The monasteries and convents, considered from the point of view of political and social economy, were agricultural, scientific, and domestic associations, with fields, gardens, and orchards, libraries, laboratories, and workshops, provided with all the means and facilities known in their age and country for the subjection of nature's resources to the progressive evolution of humanity. Fusing the nobles and the people, absorbing, in the sentiment of our common fatherhood in God and brotherhood in Christ, the invidious distinctions of caste, reconciling again in their administration the behests of spiritual culture with the exigencies of material existence and refinement of taste in letters and the arts, the monastic orders were for Christendom a most benign providence. Their charities never have been limited to the necessities of mere subsistence, like the secular dolings out of so-called modern charity. Hearts must respond to the needs of hearts, and brains to those of brains; in other words, the organization of Christian charity essentially embraces social life and education, intellectual and moral culture, as well as the conditions of labor, of remuneration, of lodging, of clothing, and nourishment, comprised in the guarantee of access to the soil. By separating the material from the spiritual elements of charity, Christendom retrogrades into paganism; less brutal, less ferocious, the economic (?) workhouse system is colder and still more inhuman than those methods of summary destruction by which Greece removed her supernumerary helots, or Rome her infirm poor.

"It is not without a mingled shame and fear," says Mrs.
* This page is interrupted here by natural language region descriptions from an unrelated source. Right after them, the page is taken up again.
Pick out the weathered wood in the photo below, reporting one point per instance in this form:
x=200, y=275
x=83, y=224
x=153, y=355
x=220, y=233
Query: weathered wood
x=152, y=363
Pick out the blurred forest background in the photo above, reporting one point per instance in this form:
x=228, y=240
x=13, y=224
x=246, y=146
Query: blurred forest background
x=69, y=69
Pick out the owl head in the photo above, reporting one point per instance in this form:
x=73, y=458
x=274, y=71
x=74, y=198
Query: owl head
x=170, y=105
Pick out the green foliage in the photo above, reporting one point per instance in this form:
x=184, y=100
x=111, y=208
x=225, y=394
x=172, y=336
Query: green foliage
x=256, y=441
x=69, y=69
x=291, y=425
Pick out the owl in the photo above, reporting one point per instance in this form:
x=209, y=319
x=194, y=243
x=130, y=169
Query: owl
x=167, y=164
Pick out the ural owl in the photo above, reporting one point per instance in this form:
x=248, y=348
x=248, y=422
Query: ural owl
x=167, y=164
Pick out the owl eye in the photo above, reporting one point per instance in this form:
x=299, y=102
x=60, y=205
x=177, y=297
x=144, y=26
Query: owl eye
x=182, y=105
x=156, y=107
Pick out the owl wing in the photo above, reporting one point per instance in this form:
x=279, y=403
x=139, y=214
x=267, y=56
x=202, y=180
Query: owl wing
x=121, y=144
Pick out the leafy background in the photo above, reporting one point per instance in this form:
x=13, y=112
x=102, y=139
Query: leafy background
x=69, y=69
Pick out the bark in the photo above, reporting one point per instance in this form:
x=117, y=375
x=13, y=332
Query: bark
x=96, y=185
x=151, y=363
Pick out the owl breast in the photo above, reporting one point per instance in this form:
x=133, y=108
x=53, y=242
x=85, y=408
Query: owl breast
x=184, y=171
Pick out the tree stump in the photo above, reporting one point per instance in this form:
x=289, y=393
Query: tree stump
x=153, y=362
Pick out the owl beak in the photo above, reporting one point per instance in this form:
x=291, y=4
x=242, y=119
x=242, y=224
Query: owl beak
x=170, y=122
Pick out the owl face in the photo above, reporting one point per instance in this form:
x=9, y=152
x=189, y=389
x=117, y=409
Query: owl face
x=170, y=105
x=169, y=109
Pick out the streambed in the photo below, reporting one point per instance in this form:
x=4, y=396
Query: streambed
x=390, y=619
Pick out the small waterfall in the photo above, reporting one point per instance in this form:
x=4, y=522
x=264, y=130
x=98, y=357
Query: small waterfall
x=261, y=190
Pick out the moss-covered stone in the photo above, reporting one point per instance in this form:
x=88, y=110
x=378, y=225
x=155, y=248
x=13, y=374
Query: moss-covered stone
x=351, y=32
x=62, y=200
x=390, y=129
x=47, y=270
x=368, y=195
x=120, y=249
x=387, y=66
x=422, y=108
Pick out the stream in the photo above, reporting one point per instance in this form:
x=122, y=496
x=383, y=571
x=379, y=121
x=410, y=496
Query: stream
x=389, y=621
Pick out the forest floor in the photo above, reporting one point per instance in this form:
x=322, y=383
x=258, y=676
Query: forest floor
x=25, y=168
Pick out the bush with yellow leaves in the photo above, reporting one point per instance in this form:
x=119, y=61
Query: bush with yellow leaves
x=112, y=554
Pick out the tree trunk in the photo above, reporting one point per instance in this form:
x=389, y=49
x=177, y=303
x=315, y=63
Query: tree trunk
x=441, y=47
Jameson, of the English workhouse, "that I approach this subject. Whatever their arrangement and condition, in one thing I found all alike—the want of a proper moral supervision.

"The most vulgar of human beings are set to rule over the most vulgar; the pauper is set to manage the pauper; the ignorant govern the ignorant; every softening or elevating influence is absent or of rare occurrence, and every hardening and depraving influence continuous or ever at hand. Never did I visit any dungeon, any abode of crime or misery, in any country, which left me the same crushing sense of sorrow, indignation, and compassion—almost despair—as some of our English workhouses. Never did I see more clearly what must be the inevitable consequences where the feminine and religious influences are ignored; where what we call charity is worked by a stern, hard machinery; where what we mean for good is not bestowed but inflicted on others in a spirit not pitiful, nor merciful, but reluctant and adverse, if not cruel. Perhaps those who hear me may not all be aware of the origin of our parish workhouses. They were not designed as penitentiaries, although they have really become such. They were intended to be religious and charitable institutions, to supply the place of those conventual hospitals and charities which, with their revenues, were suppressed by Henry VIII.

"The epithet 'charitable' could never be applied to any parish workhouse I have seen. Our machine-charity is as much charity, in the Christian sense, as the praying-machines of the Tartars are piety.

"These institutions are supported by a variable tax, paid so reluctantly, with so little sympathy in its purpose, that the wretched paupers seem to be regarded as a sort of parish locusts, sent to devour the substance of the rate-payers; as the natural enemies of those who are taxed for their subsistence, almost as criminals; and I have no hesitation in saying that the convicts in some of our jails have more charitable and more respectful treatment than the poor in our workhouses. Hence, a notion prevails among the working-classes that it is better to be a criminal than a pauper—better to go to a jail than to a workhouse.

"Between the poor and their so-called guardians, the bond is anything but charity.